In a way, I was the weakest of the weak, and I would remain so until I discovered my animal and earned the ability to shift. Choosing my gender at age ten had started the process. I hadn’t remained with the Blade Clan long enough to learn when—or how—to become a true shifter and find my animal.
I’d have to figure it out on my own, one way or another.
With my luck, I really would become a cow.
“Never dreamed of rising in the ranks? One lucky burst and you could be a first gen.” Nate slipped the Starfall stone into his pocket.
I’d been hired to take out a few first gen during my career. A single hit had paid for my life in Detroit for an entire year, setting me up in a real house with a yard. I’d learned the hard way I hated mowing, my thumb was blacker than sin and coal, and I grew bored of suburban life in a month.
“What’s someone like you doing in a dive like this?”
Nate frowned. “Someone like me?”
I allowed myself a smirk of my own. “Nice clothes, pretty face, decent manners? Shouldn’t you be above sea level? A flying castle in the clouds or at least a mansion somewhere.”
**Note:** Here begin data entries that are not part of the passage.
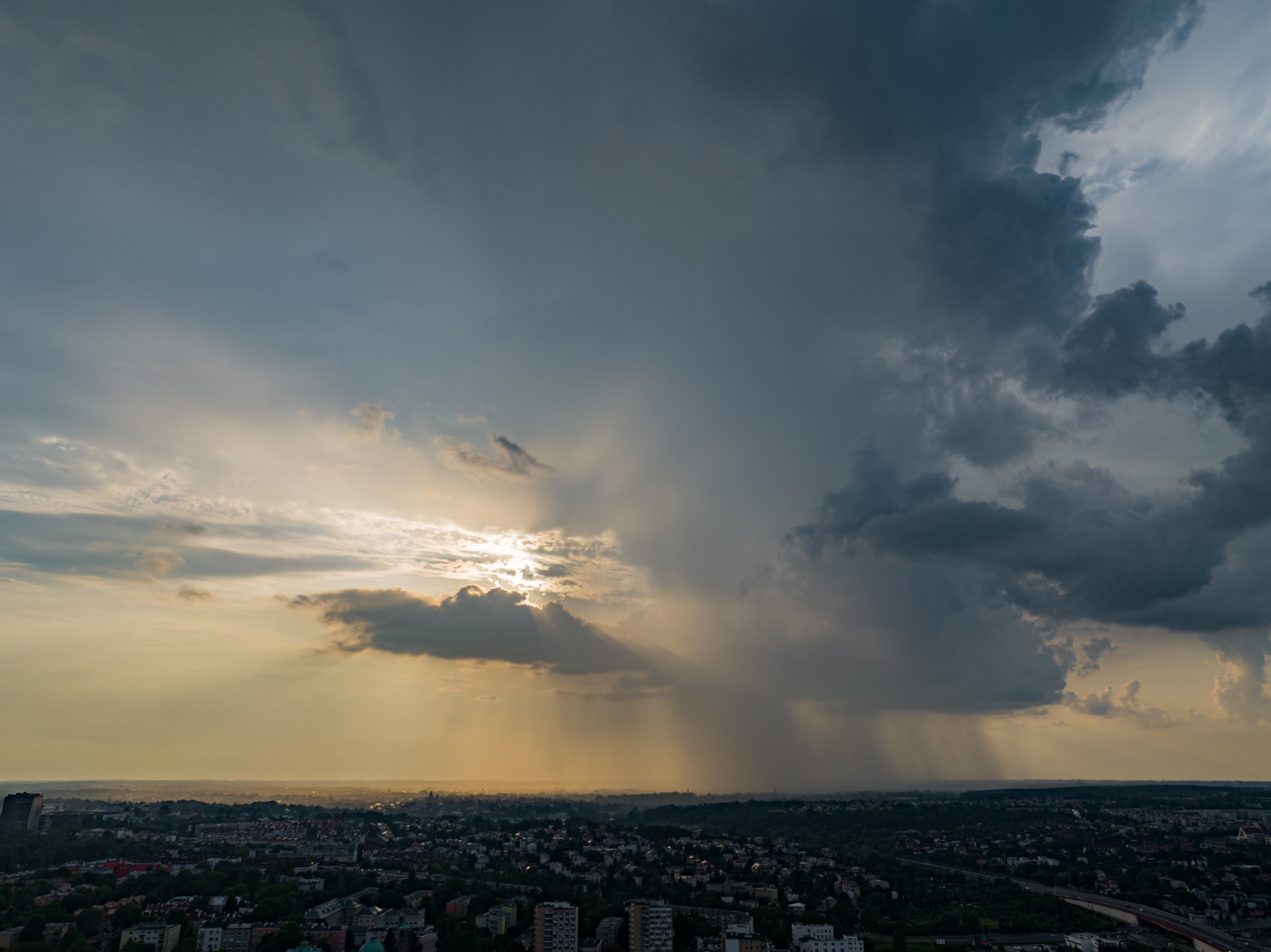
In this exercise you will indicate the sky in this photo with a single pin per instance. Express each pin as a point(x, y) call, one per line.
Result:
point(714, 395)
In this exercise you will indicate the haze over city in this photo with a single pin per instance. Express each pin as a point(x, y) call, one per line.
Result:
point(707, 397)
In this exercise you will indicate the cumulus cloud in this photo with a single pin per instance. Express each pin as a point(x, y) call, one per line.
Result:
point(373, 420)
point(192, 592)
point(1125, 703)
point(471, 624)
point(1095, 650)
point(509, 460)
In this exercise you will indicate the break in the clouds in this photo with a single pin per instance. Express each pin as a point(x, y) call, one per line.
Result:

Propping his chin in his hand, Nate watched me through half-lidded eyes, and the first hints of a drug-induced glaze set in. “Turns out, the ivory tower only has pretty pampered princesses, so if I want intelligent conversation, I have to go get my feet wet.”
I leaned back and made a show of looking him over, focusing on his boots. “Hope you left your good shoes at home.”
With a murmur and a sigh, Nate slumped against the bar. In sleep, his expression relaxed, and a small smile curved his lips. Rubbing my hands together, I dug into his pants for the Starfall stone.
The rock warmed my hand, and the jolts of electricity I expected didn’t come. I slipped it into my front pocket. As one of the few drifters using Oyster Bay as a flop, Petey had charged me a pittance for a lock box, and with a merry whistle, I dug out my keys to fetch my bag.
Setting the leather satchel on the bar, I rummaged through it until I found my tattoo box. When I killed someone, I took time and care with the job, leaving little evidence behind, except for my mark. When I was hired through official channels, I left my mark on the center of my victim’s forehead as a warning to their associates.
When I wasn’t, my mark went over their heart.
Unless Nate gave me reason to, I had no intention of killing him. However, I wanted to find out just how good of a sport he could be. It wasn’t often I got to play with a shifter male, especially not a good looking one.
Too many embraced their animals so much they rarely allowed their human side to emerge untouched by their beast.
I tattooed a coiled water viper below his navel. Since I liked him, I used my golden ink, which blended well with his rich tan. When I finished leaving my mark on him, I smeared my finger into my jar of healing cream, which I smeared over the fresh tattoo, ensuring its permanency. I dosed him with the sedative’s antidote and erased the scratch marks of my needles with my ointment.
I ran my fingers along the line of his jaw, dedicating his face to my memory in case he rose to my challenge and hunted for me. “Sleep well. Sorry, but I gotta run. Thanks for the beer.”
Dropping a twenty on the bar for Petey, I headed out of Oyster Bay and into the storm sweeping in from the sea.